Элейн все та же — неспешная речь, нью-йоркская интонация. Человека сметливее ее Чили в жизни не встречал. Ей сорок с небольшим, и глаза у нее такие красивые, карие — привести себя в порядок ей ничего не стоит: припомадится и будет хоть куда. Причесаться ей надо, а то всегда волосы растрепанные. И одевается небрежно — рукава на ее коричневом костюме всегда вздернуты, а из-под них торчит футболка с вырезом.
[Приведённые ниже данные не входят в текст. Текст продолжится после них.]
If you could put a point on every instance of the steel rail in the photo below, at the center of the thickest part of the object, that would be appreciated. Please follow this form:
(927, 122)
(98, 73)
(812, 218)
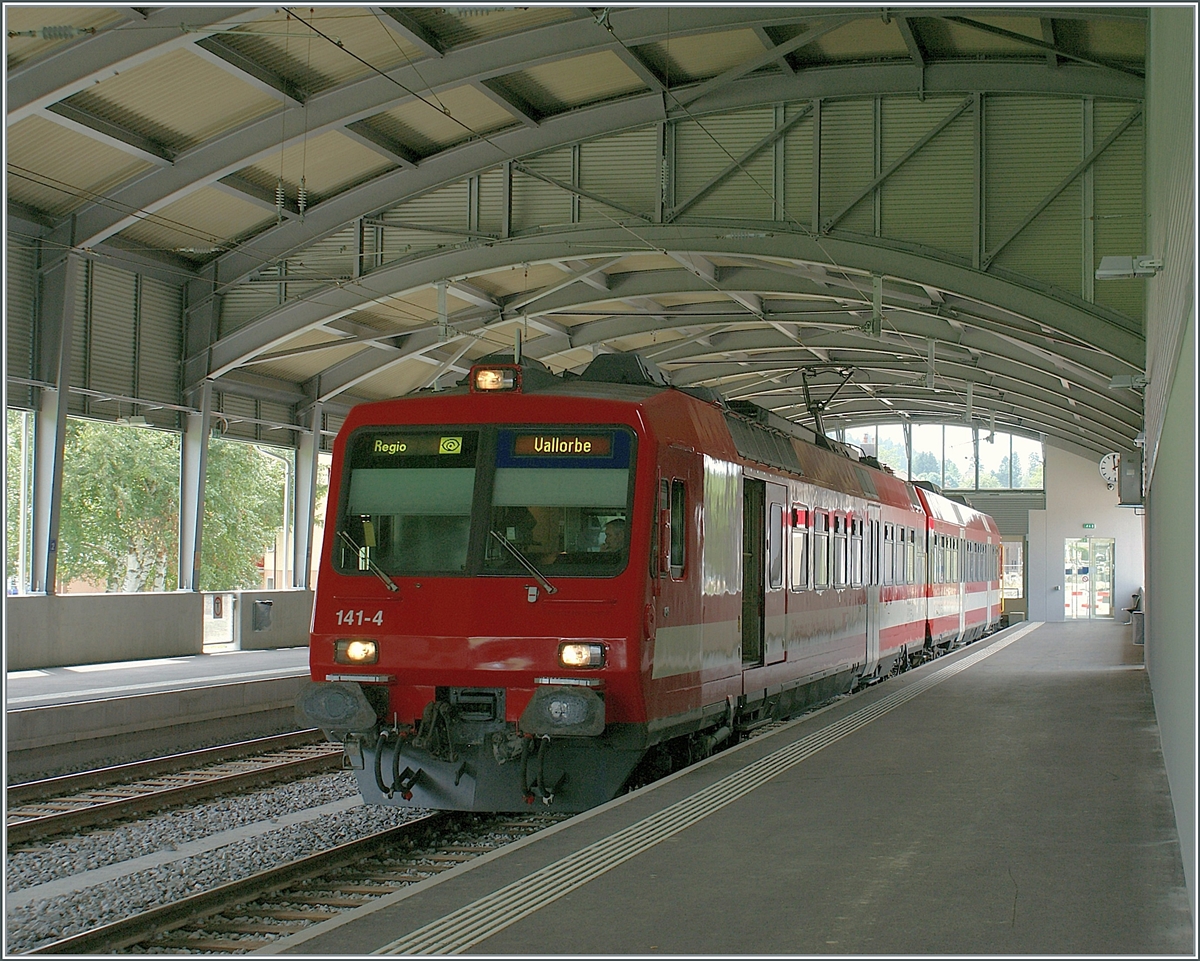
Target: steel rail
(66, 784)
(205, 786)
(112, 937)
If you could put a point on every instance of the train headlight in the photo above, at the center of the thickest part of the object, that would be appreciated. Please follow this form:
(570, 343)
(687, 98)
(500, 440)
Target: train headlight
(581, 655)
(495, 378)
(355, 652)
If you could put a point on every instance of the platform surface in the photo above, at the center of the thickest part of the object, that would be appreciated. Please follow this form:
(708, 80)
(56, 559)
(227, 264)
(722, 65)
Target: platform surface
(1008, 798)
(96, 682)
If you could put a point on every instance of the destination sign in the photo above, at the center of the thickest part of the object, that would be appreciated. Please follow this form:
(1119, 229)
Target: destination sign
(414, 445)
(563, 445)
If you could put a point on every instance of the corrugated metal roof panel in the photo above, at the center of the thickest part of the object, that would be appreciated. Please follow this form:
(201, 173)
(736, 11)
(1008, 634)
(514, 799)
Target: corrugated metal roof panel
(537, 203)
(19, 19)
(867, 38)
(1031, 144)
(682, 60)
(286, 47)
(329, 162)
(57, 170)
(624, 168)
(1119, 205)
(199, 223)
(157, 100)
(562, 84)
(929, 200)
(705, 148)
(847, 161)
(425, 128)
(459, 25)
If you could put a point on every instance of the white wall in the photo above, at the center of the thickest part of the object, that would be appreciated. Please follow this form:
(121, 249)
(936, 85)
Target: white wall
(1078, 496)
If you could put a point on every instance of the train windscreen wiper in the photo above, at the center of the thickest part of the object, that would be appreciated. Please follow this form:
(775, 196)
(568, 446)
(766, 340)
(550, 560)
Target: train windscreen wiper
(375, 568)
(526, 563)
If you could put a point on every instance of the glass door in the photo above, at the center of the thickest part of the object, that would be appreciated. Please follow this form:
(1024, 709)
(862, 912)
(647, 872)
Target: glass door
(1089, 577)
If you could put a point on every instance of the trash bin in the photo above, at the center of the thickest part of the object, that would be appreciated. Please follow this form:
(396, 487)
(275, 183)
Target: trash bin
(261, 616)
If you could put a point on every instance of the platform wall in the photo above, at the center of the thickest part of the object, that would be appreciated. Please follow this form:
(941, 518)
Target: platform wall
(1075, 496)
(60, 630)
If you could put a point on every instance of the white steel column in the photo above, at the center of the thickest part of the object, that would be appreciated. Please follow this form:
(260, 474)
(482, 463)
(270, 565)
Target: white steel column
(59, 286)
(307, 457)
(192, 467)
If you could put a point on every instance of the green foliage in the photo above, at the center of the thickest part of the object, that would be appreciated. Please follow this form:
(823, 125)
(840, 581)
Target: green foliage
(243, 510)
(120, 510)
(120, 506)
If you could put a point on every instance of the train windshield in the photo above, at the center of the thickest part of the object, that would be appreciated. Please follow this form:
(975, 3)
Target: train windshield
(486, 500)
(408, 506)
(562, 499)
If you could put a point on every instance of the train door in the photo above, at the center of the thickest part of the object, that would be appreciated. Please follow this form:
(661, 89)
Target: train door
(754, 544)
(774, 592)
(871, 586)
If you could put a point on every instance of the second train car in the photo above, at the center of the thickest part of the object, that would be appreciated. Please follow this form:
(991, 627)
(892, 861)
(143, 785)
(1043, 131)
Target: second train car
(538, 588)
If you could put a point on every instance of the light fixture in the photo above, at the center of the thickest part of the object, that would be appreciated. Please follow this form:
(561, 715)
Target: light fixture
(1126, 268)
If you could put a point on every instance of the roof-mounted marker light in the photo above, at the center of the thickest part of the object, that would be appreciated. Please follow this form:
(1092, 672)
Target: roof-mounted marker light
(495, 378)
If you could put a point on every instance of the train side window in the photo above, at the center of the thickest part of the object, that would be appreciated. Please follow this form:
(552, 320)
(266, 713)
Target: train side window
(820, 550)
(775, 546)
(799, 547)
(856, 552)
(839, 550)
(660, 547)
(678, 524)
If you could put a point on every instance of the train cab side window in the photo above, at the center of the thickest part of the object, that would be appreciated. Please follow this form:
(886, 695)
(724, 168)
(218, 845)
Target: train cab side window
(775, 546)
(660, 547)
(678, 527)
(799, 547)
(839, 550)
(856, 552)
(820, 550)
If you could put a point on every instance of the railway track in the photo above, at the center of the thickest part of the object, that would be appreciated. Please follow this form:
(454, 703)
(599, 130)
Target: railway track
(42, 809)
(247, 914)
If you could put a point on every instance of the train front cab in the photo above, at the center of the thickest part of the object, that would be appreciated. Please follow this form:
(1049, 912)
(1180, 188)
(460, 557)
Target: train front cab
(514, 673)
(964, 581)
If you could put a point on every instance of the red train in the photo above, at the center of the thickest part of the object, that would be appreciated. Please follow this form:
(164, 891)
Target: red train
(547, 588)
— В «Юниверсал», — продолжала она, — мой офис был в небоскребе Айвана Райтмана.
— У него целый небоскреб?
— Это было зрелище! Я только и думала: «Что, они воображают, я здесь должна делать? Песни распевать, что ли?» Я не могла сосредоточиться и потому вернулась. Присаживайся, — сказала она и, обогнув стол, села напротив.
— Где же твоя знаменитая пепельница, полная окурков?
— Да в этом городе, Чил, даже и в барах теперь курить не разрешается, приходится прятаться за гаражом. Вот я и стараюсь бросить. Не выйдет — уеду в Барселону. Ну а ты?
— Я только сигары курю.
— Ну теперь, выяснив главное, — сказала Элейн, — можем поговорить и о деле.
— Вчера поздно вечером, — сказал Чили, — одна парочка устроила себе пикник в Гриффит-Парке. Пикник — так и выразился этот парень, Верной. Они там оттягивались.
— Это я уловила.
— Лежали на одеяле, отдыхали, глядели на звезды.
— Курили травку.
— Я тоже так подумал, — сказал Чили, — но в протоколе этого не было. И они увидели, как в рощицу неподалеку от того места, где они устроили пикник, въехала машина. Вылезли двое, открыли багажник и вытащили оттуда третьего, мужчину. Парочка наша решила, что он мертв, потому что он не шевелился и не издавал ни звука. Но потом те двое положили третьего лицом вниз на землю. Один из них вытаскивает пистолет и стреляет лежащему в затылок, дважды стреляет. Они садятся в машину — большую черную машину, марки Верной не запомнил, но сказал, что машина вроде бы была новая, и катят прочь. Верной идет к своей машине и звонит девять-один-один.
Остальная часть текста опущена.